Listed Building – Grade I
- Designated: 25 January 1954
- Reference no.: 1315764

= Church of All Saints, Terrington =

Anglican church in Yorkshire, England

The Church of All Saints, is an Anglican church in the village of Terrington, North Yorkshire, England. The church, which has Saxon and Norman architecture, was grade I listed in 1954. Renovations carried out on the church in the late 19th-century revealed artifacts buried beneath the church, and an old Sanctus bell buried 7 ft under the western tower.

== History ==
The tower, chancel, chapel and aisles are all Perpendicular in architecture, but a south window and south door show evidence of being Early Norman or possibly Saxon. There is no mention of a church in the Domesday Book, but a portion of the church may pre-date the Conquest so it is thought that Christian worship was taking place at Terrington before 1066. The nave was rebuilt in the 12th century and during the 14th century the chancel arch was rebuilt and a small chapel was installed on the south side of the nave. It has also been claimed that the arch through to the buttressed-tower has Saxon origins with the rest of the tower being either built, or rebuilt, sometime in the 15th century. The arches connecting the nave into the north aisle were believed to have been cut through a pre-Conquest wall, and the chantry/chapel on the south wall was cut through the wall in the 14th century.

The church was restored between 1868 and 1870 under the guidance of the Reverend Samuel Wimbush (the incumbent vicar) and Ewan Christian the architect; the south aisle was renovated and the south porch was added. The renovations revealed three different eras of architecture; Saxon, Norman and Pointed Gothic. The addition of the south aisle mirrored the north aisle and meant the Saxon wall which has herringbone masonry was moved to be an internal wall.

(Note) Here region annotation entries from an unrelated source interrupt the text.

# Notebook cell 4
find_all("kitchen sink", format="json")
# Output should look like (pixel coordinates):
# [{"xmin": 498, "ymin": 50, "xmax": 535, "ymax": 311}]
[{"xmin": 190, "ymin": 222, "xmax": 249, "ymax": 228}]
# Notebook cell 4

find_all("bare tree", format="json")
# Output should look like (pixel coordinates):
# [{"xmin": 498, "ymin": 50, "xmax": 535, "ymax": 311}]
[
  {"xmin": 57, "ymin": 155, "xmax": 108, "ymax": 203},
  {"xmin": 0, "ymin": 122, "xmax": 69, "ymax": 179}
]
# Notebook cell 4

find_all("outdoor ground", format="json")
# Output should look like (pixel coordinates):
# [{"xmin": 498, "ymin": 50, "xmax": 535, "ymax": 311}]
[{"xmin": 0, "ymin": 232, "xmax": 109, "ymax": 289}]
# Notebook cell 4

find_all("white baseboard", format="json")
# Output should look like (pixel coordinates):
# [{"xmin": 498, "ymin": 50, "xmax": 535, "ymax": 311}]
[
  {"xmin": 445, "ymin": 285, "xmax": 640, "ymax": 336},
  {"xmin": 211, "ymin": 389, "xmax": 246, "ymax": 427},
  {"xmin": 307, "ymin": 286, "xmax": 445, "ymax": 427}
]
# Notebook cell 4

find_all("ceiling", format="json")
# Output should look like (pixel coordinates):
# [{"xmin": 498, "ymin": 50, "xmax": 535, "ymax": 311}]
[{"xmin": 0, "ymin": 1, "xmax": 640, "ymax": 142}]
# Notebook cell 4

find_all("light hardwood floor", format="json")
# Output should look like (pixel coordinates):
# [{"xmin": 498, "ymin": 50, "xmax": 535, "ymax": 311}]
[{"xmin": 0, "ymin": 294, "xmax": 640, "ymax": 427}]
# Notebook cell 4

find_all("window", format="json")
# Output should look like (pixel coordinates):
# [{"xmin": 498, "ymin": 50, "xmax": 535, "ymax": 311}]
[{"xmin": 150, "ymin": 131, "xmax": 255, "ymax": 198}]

Newer pews increased the sittings in the church from 230 to 320.

The advowson for the church was registered in part to Anetkin Mallory and his wife Sarah; they were lord and lady of Wiganthorpe, but they had quitclaimed the right by 1246 in favour of the Archbishop of York. By 1315, the church had been gifted to Robert Wodehouse by Edward II. The church used to be dedicated as the Church of All Hallows, which had changed by at least by 1835 to Church of All Saints. (Note: All Hallows was an older name for Halloween (Allhallowtide). This was the day before All Saints Day; All Saints Day has been celebrated since the 4th-century to honour the Christian martyrs.) In 1767, a sundial made by Robert Campleman was affixed to the south wall of the tower, replacing the old clock; however, a newer clock was put onto the same wall of the tower in 1876. The gnomon of the sundial was repainted in 1997, but by 2007, the sundial was declared as being in a poor condition, having a large crack along it horizontally. The 19th-century restoration also unearthed a Sanctus bell, buried some 7 ft below the bottom floor of the tower. The tower is also rumoured to have once been given one of the old bells from Kirkham Abbey during the Dissolution.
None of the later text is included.